ERP is an acronym that stands for **Enterprise Resource Planning** (ERP). 

It's a business process management software that manages and integrates a company's financials, supply chain, operations, commerce, reporting, manufacturing, and human resource activities. 

One important ERP entity is the **Account Receivable (AR)**: it refers to the money a company's customers owe for goods or services they have received.
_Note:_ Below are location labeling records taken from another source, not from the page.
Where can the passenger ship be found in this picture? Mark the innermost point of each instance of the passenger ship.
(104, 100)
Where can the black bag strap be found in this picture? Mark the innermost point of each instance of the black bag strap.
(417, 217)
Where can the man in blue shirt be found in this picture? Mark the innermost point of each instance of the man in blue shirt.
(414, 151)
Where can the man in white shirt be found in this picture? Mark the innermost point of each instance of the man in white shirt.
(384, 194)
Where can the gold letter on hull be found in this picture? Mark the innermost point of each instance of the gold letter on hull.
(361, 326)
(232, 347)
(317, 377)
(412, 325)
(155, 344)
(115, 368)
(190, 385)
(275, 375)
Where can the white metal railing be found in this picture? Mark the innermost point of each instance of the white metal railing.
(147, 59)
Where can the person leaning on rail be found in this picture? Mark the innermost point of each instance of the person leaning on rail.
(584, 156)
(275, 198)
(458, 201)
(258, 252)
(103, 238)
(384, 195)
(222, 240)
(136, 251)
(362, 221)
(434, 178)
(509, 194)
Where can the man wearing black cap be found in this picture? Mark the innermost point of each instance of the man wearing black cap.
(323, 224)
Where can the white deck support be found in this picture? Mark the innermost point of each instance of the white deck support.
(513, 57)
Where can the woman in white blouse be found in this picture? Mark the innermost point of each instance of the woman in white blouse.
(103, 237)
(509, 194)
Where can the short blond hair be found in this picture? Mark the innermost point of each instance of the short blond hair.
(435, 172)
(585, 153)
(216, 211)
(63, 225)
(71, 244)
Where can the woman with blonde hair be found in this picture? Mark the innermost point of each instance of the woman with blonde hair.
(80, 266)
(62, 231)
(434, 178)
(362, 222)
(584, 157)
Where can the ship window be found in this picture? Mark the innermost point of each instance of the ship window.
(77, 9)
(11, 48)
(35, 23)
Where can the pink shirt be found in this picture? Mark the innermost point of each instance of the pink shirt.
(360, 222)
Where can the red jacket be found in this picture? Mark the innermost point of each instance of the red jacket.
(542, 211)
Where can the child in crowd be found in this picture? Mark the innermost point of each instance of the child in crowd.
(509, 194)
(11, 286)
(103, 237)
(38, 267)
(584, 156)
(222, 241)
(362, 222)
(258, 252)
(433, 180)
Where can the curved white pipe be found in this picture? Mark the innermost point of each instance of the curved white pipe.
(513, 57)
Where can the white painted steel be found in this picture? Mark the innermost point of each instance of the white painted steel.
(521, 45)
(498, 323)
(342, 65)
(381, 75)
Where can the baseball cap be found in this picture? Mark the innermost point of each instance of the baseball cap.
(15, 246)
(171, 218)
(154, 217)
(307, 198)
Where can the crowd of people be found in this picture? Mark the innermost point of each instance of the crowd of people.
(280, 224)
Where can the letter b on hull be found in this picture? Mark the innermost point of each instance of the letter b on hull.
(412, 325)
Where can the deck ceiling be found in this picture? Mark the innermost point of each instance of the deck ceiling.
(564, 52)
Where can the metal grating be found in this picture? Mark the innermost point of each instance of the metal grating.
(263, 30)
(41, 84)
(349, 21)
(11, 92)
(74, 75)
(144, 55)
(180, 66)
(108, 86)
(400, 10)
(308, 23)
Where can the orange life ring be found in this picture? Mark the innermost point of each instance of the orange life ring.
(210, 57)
 **Account Receivable (AR)** could be:
 * Invoice
 * Credit Note
 * Debit Note
 * Cancellation
 * Miscellaneous

Each AR is made by several part like the **header** – the part with general information about customers/suppliers that define the invoice – the **list of items**, the **list of payments**, details about the **customers**, details about the **shipping**, ...

# Parameters

* N: number of invoices
* M: number of payments
* K: number of customers

In [None]:
N=10000
M=12500
K=150

# AR Header

The Header of an AR document contains some general information like
* Customer ID
* Value
* Due Date
* Posting Date
* Document Number - must be unique per fiscal year
* Fiscal Year
* Document Type

Assumptions:
* we have "Invoice" has only type

In [None]:
from random import randint
from datetime import datetime,timedelta
def headerGenerator(k=5):
  postingDate = datetime(2022,1,1)+timedelta(randint(0,200))
  return {
          "customerId":"Customer_{customerId}".format(customerId=str(randint(0,k)+1).zfill(3)),
          "value":randint(50,10000),
          "documentCurrency":"EUR", 
          "postingDate":postingDate.strftime("%Y-%m-%d"),
          "dueDate":(postingDate+timedelta(randint(0,60))).strftime("%Y-%m-%d"),
          "fiscalYear":postingDate.strftime("%Y"),
          "documentType":"Invoice"
         }


def headerList(k=5,n=1000):
  rawHeaderList = [headerGenerator(p) for p in range(n)]
  rawHeaderList.sort(key=lambda row: row.get("postingDate"))
  for pos,val in enumerate(rawHeaderList):
    val["documentNumber"]="2022-{docNum}".format(docNum=str(pos).zfill(5))
  return rawHeaderList
  
myARList = headerList(K,N)

# AR Payments

List of lines that represent a payment made by a customer on a given AR.
* Document Number
* Payment Date
* Value Paid

In [None]:
def paymentGenerator(InvoiceList):
  documentNumber = "2022-{docNum}".format(docNum=str(randint(0,len(InvoiceList)-1)).zfill(5))
  invoice = [k for k in InvoiceList if k.get("documentNumber")==documentNumber][0]
  postingDate = datetime.strptime(invoice.get("postingDate"),"%Y-%m-%d")
  return { 
          "documentNumber":documentNumber,
          "paymentDate":(postingDate+timedelta(randint(15,90))).strftime("%Y-%m-%d"),
          "valuePaid":randint(1,invoice.get("value"))
          ,"documentCurrency":invoice.get("documentCurrency")
         }


def paymentList(InvoiceList,m=250):
  return [paymentGenerator(InvoiceList) for k in range(m)]
   
myPaymentList = paymentList(myARList,M)  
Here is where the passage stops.